Managing reservations to maximize revenue can be a complicated task. Trying to minimize the damage of no-shows and cancellations can result in more reservations than available rooms—while playing it safe to avoid double-bookings can leave units unnecessarily vacant. Here’s a quick guide to dealing with and reducing booking crises.
Overbooking inventory is a strategy used by many hotels to account for no-show guests and cancellations. When it works, it saves a lot of revenue, but there’s significant risk associated with the practice— particularly for smaller, independent properties which have fewer rooms to play around with. When it backfires (i.e. when you find yourself in front of a confirmed guest with no room to offer) it can be extremely stressful and cause a lot of damage to your brand. Unhappy customers have a tendency to express their dissatisfaction online after all.
For many independent hotels, the risks of overbooking are just too high. But that doesn’t mean you have no options.
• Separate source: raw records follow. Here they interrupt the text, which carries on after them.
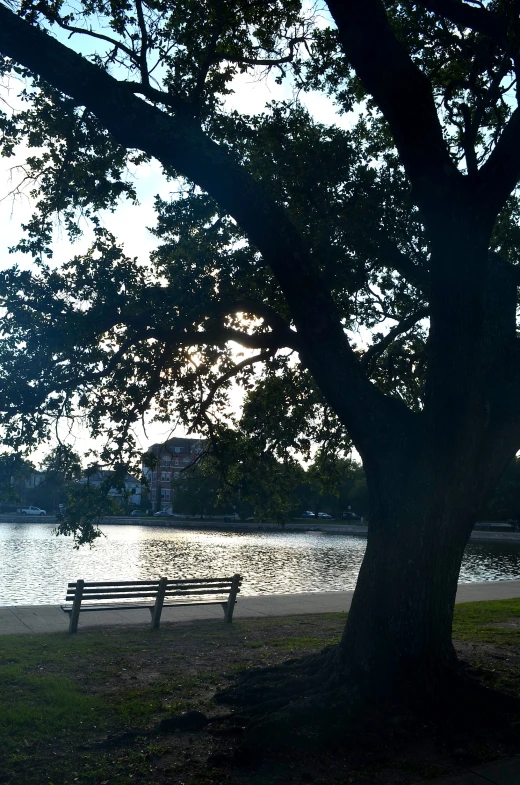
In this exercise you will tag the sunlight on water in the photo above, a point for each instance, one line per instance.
(35, 566)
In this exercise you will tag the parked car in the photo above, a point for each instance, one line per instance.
(32, 511)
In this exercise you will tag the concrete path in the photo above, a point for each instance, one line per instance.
(502, 772)
(16, 619)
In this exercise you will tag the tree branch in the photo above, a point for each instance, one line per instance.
(143, 65)
(377, 349)
(230, 374)
(498, 177)
(404, 95)
(395, 259)
(480, 20)
(179, 142)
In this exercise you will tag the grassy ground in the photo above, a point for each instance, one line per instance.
(67, 701)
The first thing you can do to mitigate the damage of cancellations and no-shows is to include a fee in your cancellation policy and take credit card information upon booking. Not only is this an incentive to commit to a reservation (likely reducing no-shows and cancellations overall), but it means when a guest does choose to cancel, less damage is done to your bottom line. Check out our recent post for more strategies to deal with no-shows and cancellations.
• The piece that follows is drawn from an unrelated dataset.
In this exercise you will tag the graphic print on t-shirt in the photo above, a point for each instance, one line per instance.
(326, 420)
All that being said, you should always have a prepared strategy for dealing with over-bookings. When you find yourself with more guests than rooms, you’ll need to choose which guest to walk (consider the loyalty of—and revenue being brought in by—each guest), find alternate lodging for them, and then do something to make amends (perhaps a free meal at your on-site restaurant).
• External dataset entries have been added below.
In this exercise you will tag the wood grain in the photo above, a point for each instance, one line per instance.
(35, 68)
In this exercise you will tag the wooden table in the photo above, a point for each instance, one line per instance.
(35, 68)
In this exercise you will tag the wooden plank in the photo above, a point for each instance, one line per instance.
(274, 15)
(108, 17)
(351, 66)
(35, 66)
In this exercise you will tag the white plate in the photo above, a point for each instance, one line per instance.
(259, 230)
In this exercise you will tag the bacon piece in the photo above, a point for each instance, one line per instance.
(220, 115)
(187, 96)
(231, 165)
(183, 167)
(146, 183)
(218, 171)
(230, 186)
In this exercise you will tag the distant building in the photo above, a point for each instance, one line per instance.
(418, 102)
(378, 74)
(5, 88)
Unlike over-bookings, double bookings are never intentional, but rather due to errors made in inventory management. Hotels need to sell their inventory on a collection of distribution channels (their property’s website, numerous online travel agencies, and the Global Distribution System, for example) in order to maximize occupancy. But if inventory isn’t updated in real time, the same room could be sold by multiple distribution channels.
Obviously, it isn’t reasonable for a hotelier to update all channels as new reservations come in. It’s a time-intensive process prone to manual errors. That’s where technology comes into play. Having a property management system that interfaces with all your distribution channels means inventory is updated automatically across all systems, vastly reducing the possibility of a double booking (and all the headaches that come with it).
Some hoteliers try to reduce double-bookings by allocating separate inventory for each distribution channel. While this does eliminate the potential to sell the same room twice, it can also easily result in unnecessarily vacant units. One channel could sell all of their allocated inventory and start turning customers away while other inventory is sitting unsold on another platform. It’s not a recommended practice and luckily one that can be avoided with a pooled inventory model (all units available to be sold by all channels at the same time) and PMS-to-distribution channel interfaces (to reduce risk).
Reservation management can be tough. The task of balancing the need to fill rooms and the desire to provide a flawless customer experience is a delicate one. Make your life simpler by ensuring you have a property management system that takes credit card information at booking and interfaces with all your distribution channels.